# Import libraries

In [None]:
# Update sklearn to prevent version mismatches
# !pip install sklearn --upgrade

In [4]:
import pandas as pd
from sklearn.model_selection import train_test_split, GridSearchCV
import numpy as np
from sklearn.preprocessing import MinMaxScaler, StandardScaler
from sklearn.ensemble import RandomForestClassifier
import matplotlib.pyplot as plt
from sklearn.metrics import confusion_matrix, ConfusionMatrixDisplay
import pickle

# Import data
Needed to use the "sep" argument because data is separate by semicolons

In [5]:
df_red = pd.read_csv("Data/winequality-red.csv")
df_white = pd.read_csv("Data/winequality-white.csv")              


In [6]:
df_red.head()

Unnamed: 0,fixed acidity,volatile acidity,citric acid,residual sugar,chlorides,free sulfur dioxide,total sulfur dioxide,density,pH,sulphates,alcohol,quality
0,7.4,0.7,0.0,1.9,0.076,11.0,34.0,0.9978,3.51,0.56,9.4,5
1,7.8,0.88,0.0,2.6,0.098,25.0,67.0,0.9968,3.2,0.68,9.8,5
2,7.8,0.76,0.04,2.3,0.092,15.0,54.0,0.997,3.26,0.65,9.8,5
3,11.2,0.28,0.56,1.9,0.075,17.0,60.0,0.998,3.16,0.58,9.8,6
4,7.4,0.7,0.0,1.9,0.076,11.0,34.0,0.9978,3.51,0.56,9.4,5


In [7]:
df_white.head()

Unnamed: 0,fixed acidity,volatile acidity,citric acid,residual sugar,chlorides,free sulfur dioxide,total sulfur dioxide,density,pH,sulphates,alcohol,quality
0,7.0,0.27,0.36,20.7,0.045,45.0,170.0,1.001,3.0,0.45,8.8,6
1,6.3,0.3,0.34,1.6,0.049,14.0,132.0,0.994,3.3,0.49,9.5,6
2,8.1,0.28,0.4,6.9,0.05,30.0,97.0,0.9951,3.26,0.44,10.1,6
3,7.2,0.23,0.32,8.5,0.058,47.0,186.0,0.9956,3.19,0.4,9.9,6
4,7.2,0.23,0.32,8.5,0.058,47.0,186.0,0.9956,3.19,0.4,9.9,6


# clean data 
(turns out no cleaning was really needed)

In [8]:
print(f'red wine DF initial: {df_red.shape}')
print(f'white wine DF initial: {df_white.shape}')

red wine DF initial: (1599, 12)
white wine DF initial: (4898, 12)


In [9]:
#drop any null rows
df_red = df_red.dropna()
df_white = df_white.dropna()

In [10]:
print(f'red wine DF after dropNA: {df_red.shape}')
print(f'white wine DF dropNA: {df_white.shape}')
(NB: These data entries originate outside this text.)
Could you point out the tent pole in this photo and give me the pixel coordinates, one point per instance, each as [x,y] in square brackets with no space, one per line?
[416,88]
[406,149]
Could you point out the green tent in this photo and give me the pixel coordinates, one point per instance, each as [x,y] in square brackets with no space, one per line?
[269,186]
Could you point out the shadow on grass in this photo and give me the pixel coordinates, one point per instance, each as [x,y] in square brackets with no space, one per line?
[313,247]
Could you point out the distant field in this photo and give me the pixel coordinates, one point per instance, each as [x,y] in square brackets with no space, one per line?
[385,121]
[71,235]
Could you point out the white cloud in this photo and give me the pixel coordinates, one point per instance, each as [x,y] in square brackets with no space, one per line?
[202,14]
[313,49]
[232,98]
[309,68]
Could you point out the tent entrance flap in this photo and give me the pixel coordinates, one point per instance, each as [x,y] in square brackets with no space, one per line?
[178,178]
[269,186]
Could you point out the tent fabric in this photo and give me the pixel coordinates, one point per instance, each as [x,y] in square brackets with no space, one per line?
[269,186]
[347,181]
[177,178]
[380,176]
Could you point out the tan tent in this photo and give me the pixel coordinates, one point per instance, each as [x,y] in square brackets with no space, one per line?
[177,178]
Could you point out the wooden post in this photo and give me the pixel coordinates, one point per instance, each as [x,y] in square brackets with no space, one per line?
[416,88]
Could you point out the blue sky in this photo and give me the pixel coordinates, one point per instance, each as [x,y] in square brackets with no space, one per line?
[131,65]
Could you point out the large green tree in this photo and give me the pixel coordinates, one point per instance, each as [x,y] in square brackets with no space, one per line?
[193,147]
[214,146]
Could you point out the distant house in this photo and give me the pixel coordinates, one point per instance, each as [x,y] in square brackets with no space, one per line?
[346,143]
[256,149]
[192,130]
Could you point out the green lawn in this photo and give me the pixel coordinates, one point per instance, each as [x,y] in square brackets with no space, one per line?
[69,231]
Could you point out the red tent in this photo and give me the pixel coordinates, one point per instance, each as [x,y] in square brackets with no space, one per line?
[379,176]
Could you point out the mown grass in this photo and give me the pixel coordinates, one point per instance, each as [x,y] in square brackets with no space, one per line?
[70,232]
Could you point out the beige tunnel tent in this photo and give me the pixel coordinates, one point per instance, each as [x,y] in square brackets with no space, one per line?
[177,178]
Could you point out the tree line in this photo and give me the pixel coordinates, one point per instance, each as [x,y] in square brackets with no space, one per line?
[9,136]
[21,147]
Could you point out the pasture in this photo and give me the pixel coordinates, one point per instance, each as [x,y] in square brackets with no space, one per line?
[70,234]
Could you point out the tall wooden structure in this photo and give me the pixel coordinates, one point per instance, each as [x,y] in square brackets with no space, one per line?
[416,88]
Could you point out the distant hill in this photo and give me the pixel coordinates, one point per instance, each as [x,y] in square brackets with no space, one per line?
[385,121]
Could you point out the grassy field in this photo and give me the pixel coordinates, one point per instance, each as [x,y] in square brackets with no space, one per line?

red wine DF after dropNA: (1599, 12)
white wine DF dropNA: (4898, 12)


# train_test_split

In [11]:
#red wine y-values
red_targets = df_red["quality"]

#white wine y-values
white_targets = df_white["quality"]

In [12]:
#red wine x-values
red_features = df_red.drop(columns="quality")

#white wine x-values
white_features = df_white.drop(columns="quality")


In [13]:
X_train_red, X_test_red, y_train_red, y_test_red = train_test_split(red_features, red_targets, stratify= red_targets, random_state = 43)

X_train_white, X_test_white, y_train_white, y_test_white = train_test_split(white_features, white_targets, stratify= white_targets, random_state = 43)

# scale data

In [14]:
X_red_scaler = MinMaxScaler().fit(X_train_red)
X_white_scaler = MinMaxScaler().fit(X_train_white)
X_train_red_scaled = X_red_scaler.transform(X_train_red)
X_train_white_scaled = X_white_scaler.transform(X_train_white)
X_test_red_scaled = X_red_scaler.transform(X_test_red)
X_test_white_scaled = X_white_scaler.transform(X_test_white)

pickle.dump(X_red_scaler, open("X_red_scaler.pkl", "wb"))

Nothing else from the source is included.